Gahan, previously of Depeche Mode, makes a return to his electronica roots with new album Hourglass.
Steeped in New Wave, it's bleak and epic, not unlike a lot of early Depeche Mode. To give Gahan credit, he has the right to tackle the dark side solo: after overdosing on a heroine-cocaine speedball in 1996 he was pronounced clinically dead for two minutes. Tragic decadence is a recurring theme, and the Bowie-Iggy Berlin era is an influence; strongest track Use You is tantalisingly close to Nightclubbing. It's about when partying goes wrong, but you survive - something Gahan underscores with his choice of session musicians, including John Frusciante (Chilli Peppers), a fellow ex-heroine addict, on opener Saw Something.

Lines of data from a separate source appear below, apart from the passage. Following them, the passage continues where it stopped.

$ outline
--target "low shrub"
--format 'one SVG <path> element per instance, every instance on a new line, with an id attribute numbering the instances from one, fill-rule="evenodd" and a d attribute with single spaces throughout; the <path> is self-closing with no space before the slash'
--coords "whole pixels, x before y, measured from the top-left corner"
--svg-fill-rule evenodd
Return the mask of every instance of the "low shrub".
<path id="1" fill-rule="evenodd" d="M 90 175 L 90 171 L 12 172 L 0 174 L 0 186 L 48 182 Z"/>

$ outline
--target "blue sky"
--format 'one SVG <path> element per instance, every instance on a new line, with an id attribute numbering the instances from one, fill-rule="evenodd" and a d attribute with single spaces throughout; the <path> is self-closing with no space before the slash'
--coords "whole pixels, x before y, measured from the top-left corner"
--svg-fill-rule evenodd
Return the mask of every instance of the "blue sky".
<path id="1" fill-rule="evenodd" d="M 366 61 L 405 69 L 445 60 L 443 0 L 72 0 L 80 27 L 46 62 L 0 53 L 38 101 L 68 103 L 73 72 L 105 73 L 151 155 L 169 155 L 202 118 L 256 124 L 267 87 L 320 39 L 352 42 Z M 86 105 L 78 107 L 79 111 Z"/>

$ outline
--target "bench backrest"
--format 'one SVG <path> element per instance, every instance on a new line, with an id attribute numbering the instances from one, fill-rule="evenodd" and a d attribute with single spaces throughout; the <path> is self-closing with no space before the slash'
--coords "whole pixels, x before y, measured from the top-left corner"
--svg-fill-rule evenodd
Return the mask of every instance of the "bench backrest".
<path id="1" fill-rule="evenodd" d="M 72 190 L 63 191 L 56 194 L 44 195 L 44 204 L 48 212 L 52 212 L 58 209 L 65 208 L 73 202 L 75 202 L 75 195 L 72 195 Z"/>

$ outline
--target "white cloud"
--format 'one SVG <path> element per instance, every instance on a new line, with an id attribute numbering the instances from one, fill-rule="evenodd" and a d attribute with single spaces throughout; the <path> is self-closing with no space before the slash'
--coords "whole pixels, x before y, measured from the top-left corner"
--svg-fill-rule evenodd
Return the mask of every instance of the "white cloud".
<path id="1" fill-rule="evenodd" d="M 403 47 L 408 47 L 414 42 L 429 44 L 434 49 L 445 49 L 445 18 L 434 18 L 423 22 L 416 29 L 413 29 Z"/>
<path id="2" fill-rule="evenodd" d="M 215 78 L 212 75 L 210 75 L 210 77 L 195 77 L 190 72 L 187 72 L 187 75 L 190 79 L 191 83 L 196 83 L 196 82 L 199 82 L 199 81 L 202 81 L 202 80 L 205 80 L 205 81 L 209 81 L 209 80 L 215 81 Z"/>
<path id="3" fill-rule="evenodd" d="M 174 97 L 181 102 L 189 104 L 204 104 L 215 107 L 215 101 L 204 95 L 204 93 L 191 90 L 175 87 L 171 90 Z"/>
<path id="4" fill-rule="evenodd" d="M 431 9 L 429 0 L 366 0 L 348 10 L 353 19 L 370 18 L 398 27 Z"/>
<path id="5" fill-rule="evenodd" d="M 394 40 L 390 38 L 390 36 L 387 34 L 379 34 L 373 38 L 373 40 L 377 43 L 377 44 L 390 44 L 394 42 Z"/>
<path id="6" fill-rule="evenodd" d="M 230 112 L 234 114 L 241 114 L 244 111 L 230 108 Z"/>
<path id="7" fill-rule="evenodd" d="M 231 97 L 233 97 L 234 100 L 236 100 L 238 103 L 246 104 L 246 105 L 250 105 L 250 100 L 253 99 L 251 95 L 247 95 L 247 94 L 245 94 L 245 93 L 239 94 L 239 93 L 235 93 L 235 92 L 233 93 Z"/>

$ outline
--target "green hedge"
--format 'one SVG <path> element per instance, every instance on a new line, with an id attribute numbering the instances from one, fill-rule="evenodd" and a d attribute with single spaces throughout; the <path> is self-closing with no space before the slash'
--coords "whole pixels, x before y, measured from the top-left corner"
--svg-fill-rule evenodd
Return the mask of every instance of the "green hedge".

You can't shake the sense, though, that Gahan's impressively market-friendly baritone doesn't quite do justice to the content or the sparse sound of this album. When he does manage a Nick Cave-esque snarl it is, oddly, a breath of fresh air. Otherwise vocals (which bizarrely remind me of Chris Martin - imagine Coldplay covering Mercy Seat) can leave you feeling like this album, which sets out to question the foundations of the reality it shakes, manages little more than dotting a hazy question mark amid some fairly well-established musical wandering.
If you like Depeche Mode, you'll like this, and fair play if that's what Gahan was aiming for, but the tantalising moments of promise may indicate that with a few more years, and a bit more distance, Gahan could deliver something truly capable of blowing shallower acts out of the water.